Up to now the REACTOR package has been used only on serial computers that narrowed areas of application. When new parallel systems became available the problem arose to create appropriate software effectively using the potentiality of parallel systems. Primarily it is necessary to elaborate software for modeling dynamic processes in nuclear reactors and especially to simulate emergency situations. These problems require a considerable increase in solution precision. High accuracy could be a compensation for practically a complete absence of full scale emergency experiments. Deep parallelization allows to use more precise and efficient solution methods. At present the REACTOR system is enhanced with new parallel computational modules. This new version of the package (Reactor-P) is intended to solve the most sophisticated problems requiring high performance and enlarged memory size. REACTOR-P runs on the distributed-memory multicomputer MBC-1002 based on i860-XP processors.
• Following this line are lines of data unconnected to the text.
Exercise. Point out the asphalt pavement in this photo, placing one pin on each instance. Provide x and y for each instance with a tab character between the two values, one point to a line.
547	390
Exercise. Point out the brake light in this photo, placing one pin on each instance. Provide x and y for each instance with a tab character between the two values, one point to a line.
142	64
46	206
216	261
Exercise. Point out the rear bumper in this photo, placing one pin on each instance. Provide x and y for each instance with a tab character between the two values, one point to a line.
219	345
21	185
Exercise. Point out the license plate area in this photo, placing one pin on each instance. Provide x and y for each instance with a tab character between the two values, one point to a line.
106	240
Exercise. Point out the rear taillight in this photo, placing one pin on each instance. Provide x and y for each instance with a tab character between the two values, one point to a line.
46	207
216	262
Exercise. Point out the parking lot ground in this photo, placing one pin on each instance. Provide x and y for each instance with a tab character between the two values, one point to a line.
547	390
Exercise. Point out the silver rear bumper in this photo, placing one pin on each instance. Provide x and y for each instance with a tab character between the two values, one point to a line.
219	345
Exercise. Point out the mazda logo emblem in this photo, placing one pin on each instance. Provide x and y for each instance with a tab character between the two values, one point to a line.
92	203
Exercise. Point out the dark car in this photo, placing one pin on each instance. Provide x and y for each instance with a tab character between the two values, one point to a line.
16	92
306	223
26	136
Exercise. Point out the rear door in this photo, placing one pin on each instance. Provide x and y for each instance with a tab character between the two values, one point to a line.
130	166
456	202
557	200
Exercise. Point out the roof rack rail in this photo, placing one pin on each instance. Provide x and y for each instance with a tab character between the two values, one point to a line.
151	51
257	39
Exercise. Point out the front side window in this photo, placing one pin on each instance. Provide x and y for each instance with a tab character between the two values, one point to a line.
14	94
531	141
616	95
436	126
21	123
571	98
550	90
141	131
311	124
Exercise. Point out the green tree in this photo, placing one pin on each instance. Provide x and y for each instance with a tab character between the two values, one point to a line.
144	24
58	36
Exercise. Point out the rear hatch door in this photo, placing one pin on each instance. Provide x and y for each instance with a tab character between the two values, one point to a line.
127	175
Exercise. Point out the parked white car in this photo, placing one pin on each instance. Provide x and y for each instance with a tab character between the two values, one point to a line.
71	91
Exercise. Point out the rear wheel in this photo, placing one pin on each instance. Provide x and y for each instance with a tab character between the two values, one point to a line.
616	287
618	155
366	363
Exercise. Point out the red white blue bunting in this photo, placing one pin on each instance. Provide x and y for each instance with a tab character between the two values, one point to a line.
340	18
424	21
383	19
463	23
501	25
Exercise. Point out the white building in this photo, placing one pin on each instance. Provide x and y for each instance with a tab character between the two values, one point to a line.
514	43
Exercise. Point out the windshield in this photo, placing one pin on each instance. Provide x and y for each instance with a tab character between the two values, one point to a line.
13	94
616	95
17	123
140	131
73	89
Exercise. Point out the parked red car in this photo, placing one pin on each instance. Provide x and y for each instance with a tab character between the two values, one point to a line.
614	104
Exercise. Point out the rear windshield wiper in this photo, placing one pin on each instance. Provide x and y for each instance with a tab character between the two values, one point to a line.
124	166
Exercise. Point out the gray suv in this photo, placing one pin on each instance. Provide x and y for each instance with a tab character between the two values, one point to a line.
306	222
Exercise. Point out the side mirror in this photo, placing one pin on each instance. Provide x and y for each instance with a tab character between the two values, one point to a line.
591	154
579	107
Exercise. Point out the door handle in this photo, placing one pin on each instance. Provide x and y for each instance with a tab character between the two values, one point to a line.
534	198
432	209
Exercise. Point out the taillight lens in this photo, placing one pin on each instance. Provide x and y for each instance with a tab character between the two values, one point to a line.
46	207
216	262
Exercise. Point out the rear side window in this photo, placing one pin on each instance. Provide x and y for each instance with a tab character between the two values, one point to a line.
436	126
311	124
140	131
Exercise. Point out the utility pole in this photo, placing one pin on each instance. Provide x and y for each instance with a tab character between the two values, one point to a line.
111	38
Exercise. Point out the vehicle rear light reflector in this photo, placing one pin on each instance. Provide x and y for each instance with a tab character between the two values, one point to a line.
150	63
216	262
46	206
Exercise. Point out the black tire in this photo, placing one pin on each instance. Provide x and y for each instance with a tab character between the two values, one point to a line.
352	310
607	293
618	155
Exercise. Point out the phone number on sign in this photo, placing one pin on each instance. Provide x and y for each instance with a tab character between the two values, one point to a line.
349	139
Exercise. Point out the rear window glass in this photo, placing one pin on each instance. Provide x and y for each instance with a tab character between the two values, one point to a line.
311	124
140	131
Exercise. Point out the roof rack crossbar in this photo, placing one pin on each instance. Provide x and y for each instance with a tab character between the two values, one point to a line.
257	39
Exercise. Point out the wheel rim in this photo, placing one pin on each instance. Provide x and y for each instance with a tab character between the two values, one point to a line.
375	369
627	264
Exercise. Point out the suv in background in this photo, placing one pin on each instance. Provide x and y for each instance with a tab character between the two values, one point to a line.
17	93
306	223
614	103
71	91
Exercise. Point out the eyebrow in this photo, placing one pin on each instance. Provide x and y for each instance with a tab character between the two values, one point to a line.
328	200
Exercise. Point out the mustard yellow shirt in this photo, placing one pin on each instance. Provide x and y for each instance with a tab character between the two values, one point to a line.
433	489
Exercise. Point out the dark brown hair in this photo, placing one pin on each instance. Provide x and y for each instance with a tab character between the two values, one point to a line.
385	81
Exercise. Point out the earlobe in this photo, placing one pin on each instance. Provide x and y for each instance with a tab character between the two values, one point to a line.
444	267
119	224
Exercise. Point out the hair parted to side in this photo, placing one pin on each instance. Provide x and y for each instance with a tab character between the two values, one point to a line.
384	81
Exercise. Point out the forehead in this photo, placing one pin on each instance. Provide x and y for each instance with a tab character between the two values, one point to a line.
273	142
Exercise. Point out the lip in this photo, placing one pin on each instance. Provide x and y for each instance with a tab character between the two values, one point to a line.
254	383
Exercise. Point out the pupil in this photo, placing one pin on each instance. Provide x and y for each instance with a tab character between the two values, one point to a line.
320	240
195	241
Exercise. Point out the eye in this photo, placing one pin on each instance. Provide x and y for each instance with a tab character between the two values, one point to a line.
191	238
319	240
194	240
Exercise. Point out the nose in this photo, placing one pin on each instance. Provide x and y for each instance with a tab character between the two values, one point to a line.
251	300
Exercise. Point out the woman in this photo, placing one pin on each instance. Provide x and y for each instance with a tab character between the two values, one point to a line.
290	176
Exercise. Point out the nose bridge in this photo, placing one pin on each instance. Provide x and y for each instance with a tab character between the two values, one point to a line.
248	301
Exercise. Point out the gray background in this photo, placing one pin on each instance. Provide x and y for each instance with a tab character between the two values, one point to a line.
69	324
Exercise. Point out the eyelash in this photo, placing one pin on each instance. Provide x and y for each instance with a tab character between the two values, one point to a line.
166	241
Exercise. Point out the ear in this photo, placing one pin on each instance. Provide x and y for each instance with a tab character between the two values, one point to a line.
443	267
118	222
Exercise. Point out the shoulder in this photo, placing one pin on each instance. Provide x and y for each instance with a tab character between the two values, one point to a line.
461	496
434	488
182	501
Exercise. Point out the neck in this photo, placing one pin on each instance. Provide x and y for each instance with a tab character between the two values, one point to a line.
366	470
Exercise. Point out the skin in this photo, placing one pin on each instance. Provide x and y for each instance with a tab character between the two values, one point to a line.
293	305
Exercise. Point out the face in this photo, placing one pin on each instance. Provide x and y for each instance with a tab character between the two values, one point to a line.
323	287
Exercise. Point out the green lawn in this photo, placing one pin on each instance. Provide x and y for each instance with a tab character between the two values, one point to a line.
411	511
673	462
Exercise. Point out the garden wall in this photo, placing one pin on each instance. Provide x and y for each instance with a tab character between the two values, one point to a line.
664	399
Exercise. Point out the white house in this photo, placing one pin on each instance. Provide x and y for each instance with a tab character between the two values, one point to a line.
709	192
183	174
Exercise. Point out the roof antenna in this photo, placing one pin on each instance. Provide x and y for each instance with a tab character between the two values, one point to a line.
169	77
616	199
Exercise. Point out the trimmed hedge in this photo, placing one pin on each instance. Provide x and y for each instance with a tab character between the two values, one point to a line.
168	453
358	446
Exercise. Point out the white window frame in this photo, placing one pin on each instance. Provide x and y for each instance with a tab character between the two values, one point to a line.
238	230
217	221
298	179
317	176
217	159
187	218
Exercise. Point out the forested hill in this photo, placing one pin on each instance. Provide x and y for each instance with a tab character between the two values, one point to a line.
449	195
The package REACTOR-P is split into big separate codes (or sections according to this package terminology). Each section performs a considerable logically closed body of job, for example imputing reactor geometry or zone composition, computing equation coefficients and so on. Their interaction is performed through the archive (specialized data base) that resides into external storage. As a rule each section runs in the following manner: interacts with the program environment, inputs initial information from the data file, reads information from the archive, processes inputted information and writes results back to the archive. On this approach one can isolate those parts of the package (in the form of executable module) that being small as source code consume the major portion of the total CPU time. It is precisely these parts of the package that can be effectively parallelized.
To create portable software one must first of all use standard programming languages. A major portion of our reactor codes is written in Fortran-77. Additional potentialities that are absent in Fortran can be provided by means of the C language. At the present moment it is decided to use only ANSI C and Fortran. The joint use of Fortran and C poses a problem of language mixing. Theoretically there are two ways:
It is decided to use only the weak interface where possible.
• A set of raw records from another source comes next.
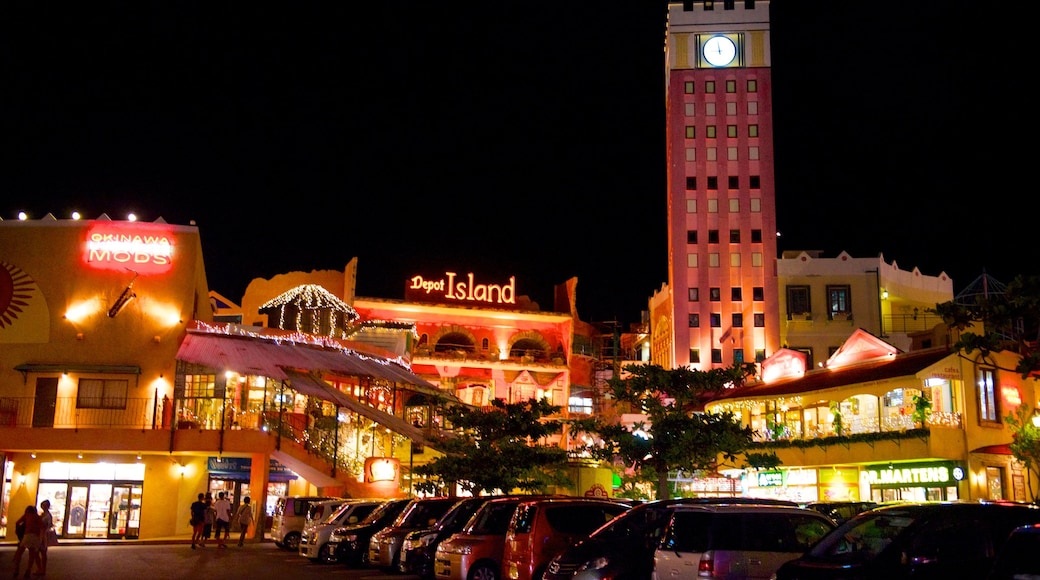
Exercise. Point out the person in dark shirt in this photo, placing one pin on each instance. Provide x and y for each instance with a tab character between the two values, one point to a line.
198	520
31	541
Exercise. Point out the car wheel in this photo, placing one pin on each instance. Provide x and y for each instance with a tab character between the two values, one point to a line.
291	542
483	572
328	554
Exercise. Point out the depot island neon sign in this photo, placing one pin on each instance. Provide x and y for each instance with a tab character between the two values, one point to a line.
141	248
453	288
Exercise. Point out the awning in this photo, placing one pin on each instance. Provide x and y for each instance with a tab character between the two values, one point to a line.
315	387
267	357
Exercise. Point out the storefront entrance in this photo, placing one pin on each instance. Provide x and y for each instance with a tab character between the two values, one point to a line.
82	508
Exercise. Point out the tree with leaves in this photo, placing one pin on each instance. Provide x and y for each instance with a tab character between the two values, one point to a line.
1007	320
677	435
497	450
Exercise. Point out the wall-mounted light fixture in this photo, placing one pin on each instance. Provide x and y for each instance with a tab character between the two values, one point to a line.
124	298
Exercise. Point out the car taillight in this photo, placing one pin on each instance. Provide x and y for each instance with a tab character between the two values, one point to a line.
705	569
To exclude code dependence on specific parameters and computer platform limitations a concept of parameter independence has been developed. Basic requirements are as follows:
To solve sophisticated scientific problems on distributed memory multicomputers we use the well-known approach based on describing the algorithm as a set of sequential processes interacting through the message passing. Under this approach two basic methods can be used to implement parallel algorithms. One of them is to use new parallel languages that are standard languages extended with new language constructions. The other method uses special libraries extending standard languages (for example Fortran or C) with the message passing means.
The Message Passing Interface library (MPI3) is an essential step in standardization of development tools. Being implemented on different hardware platforms this library principally gives a potentiality to write portable parallel codes. Comparatively low level of these library tools close to hardware structure of distributed memory systems allows to write effective parallel codes for such systems.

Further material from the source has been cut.